« Boug-là l’y batte la mer pour gagne l’écume ». En graphie créole 77 ou autre, « Boug la li bat la mèr pou guinye lekim », ce bonhomme-là tape la mer pour avoir de l’écume, en français, on dit plutôt « battre l’eau » ou encore « battre l’air, le vent » ou un peu différent mais plus courant « brasser de l’air ».
Battre la mer pour avoir de l’écume, c’est faire des efforts inutiles, agir inutilement alors que brasser de l’air, c’est sans doute plus tendance à notre époque, c’est faire du vent, s’agiter et ne rien produire, faire croire que l’on travaille.
Ceci me rappelle une petite histoire méchante (j’aime bien, au fond, un peu de méchanceté) : quand on a besoin de climatiser une entreprise, je répète souvent que c’est inutile car, si on place d’un côté tous ceux qui brassent de l’air et de l’autre côté, tous ceux qui nous pompent l’air, la climatisation est assurée gratuitement et sans aucune installation nouvelle.
Battre la mer pour faire l’écume est une expression quelque peu désuète, mais son sens est assez limpide. Battre du linge au lavoir pour le nettoyer, c’est utile, ou ça l’était (vivent les machines à laver), battre le blé pour séparer le grain des épis avec un fléau, aussi (merci les moissonneuses-batteuses-lieuses), enfin, et ce n’est qu’un exemple supplémentaire parmi d’autres, battre des oeufs en neige est également utile surtout pour les gourmands (mousse au chocolat, œufs à la neige, île flottante, macarons…). Trublion, ne râle pas, le progrès a aussi du bon !
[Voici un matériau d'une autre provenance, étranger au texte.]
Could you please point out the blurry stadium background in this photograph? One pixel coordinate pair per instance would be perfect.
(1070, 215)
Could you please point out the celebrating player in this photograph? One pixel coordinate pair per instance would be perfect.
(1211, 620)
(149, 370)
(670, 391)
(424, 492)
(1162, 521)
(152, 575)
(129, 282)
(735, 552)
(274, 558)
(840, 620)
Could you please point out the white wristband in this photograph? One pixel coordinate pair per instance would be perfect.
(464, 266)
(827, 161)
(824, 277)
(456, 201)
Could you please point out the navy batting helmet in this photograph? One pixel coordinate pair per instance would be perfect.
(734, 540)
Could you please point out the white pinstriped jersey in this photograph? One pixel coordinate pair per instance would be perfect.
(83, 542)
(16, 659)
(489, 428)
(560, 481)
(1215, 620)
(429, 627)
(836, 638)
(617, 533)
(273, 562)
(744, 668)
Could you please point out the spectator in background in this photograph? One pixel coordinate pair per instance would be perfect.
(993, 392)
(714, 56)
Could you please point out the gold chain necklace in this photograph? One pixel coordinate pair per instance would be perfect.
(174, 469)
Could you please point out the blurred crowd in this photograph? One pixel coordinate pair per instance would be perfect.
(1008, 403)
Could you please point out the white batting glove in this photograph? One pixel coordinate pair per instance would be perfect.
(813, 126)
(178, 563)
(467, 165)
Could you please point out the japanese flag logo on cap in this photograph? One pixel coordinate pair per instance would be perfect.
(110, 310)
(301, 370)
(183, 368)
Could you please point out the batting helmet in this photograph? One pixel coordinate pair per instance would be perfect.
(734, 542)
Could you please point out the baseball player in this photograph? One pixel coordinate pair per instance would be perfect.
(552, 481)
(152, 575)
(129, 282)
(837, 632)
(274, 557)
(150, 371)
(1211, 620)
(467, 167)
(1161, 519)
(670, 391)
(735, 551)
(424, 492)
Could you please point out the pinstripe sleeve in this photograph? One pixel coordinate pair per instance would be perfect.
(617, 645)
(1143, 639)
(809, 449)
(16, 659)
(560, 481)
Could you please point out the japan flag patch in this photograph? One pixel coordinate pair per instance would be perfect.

Dans tous les cas, « battre » est un effort qui donne un résultat. Euh… Battre sa femme… Quel résultat ? Pas de révolte ? Si nous nous luttons contre les violences faites aux femmes (journée du 25 novembre), il est des pays où cela semble convenu, convenable. Archaïsme ? Rassurant ? « Bats ta femme tous les matins ; si tu ne sais pas pourquoi, elle, elle le sait. », c’est, parait-il, un proverbe arabe. Ça nous fait rire, ce n’est pourtant pas drôle.
Pour en revenir au début, vous battez du vide, l’air, le vent ou de l’eau, vos résultats seront peu probants et vous vous épuisez, sauf si vous comprenez rapidement l’inutilité de vos efforts. C’est de cette agitation inutile que l’expression est née.
Mais n’y a-t-il pas des héros qui ont accepté des tâches inutiles ? Pour moi, celui qui a longtemps occupé mes pensées était Sisyphe (ben oui). Absurde de la vie et une seule question (adolescente ?) : la vie vaut ou ne vaut-elle pas la peine d’être vécue ? Camus avait écrit : « Il n’y a qu’un problème philosophique vraiment sérieux : c’est le suicide. » Je peux vous assurer que tous mes devoirs de philo en terminale ont tourné autour de ce sujet.
Aujourd’hui « Le mythe de Sisyphe » répond encore à d’autres questions que je me pose encore.
Alors un florilège des mots d’Albert Camus dans cet essai :
« Tout commence par la conscience et rien ne vaut que par elle. »
« En vérité, le chemin importe peu, la volonté d’arriver suffit à tout. »
« Un homme se définit aussi bien par ses comédies que par ses élans sincères.
« Dans un univers soudainement privé d’illusions et de lumières, l’homme se sent un étranger. »
Sisyphe a conscience de l’absurde et de l’inutile mais il continue : «La lutte elle-même vers les sommets suffit à remplir un cœur d’homme. Il faut imaginer Sisyphe heureux.»
Il y a des Sisyphe encore, non ? Et s’il n’y en avait qu’un seul… J’y vois quand même un espoir : l’engagement passionné, conscient, bénévole, partagé permettra un sursaut et le « Regain » pas du village du sud de la France, mais le regain du monde entier.
Je rêve. C’est si bon, de temps en temps de garder l’espoir.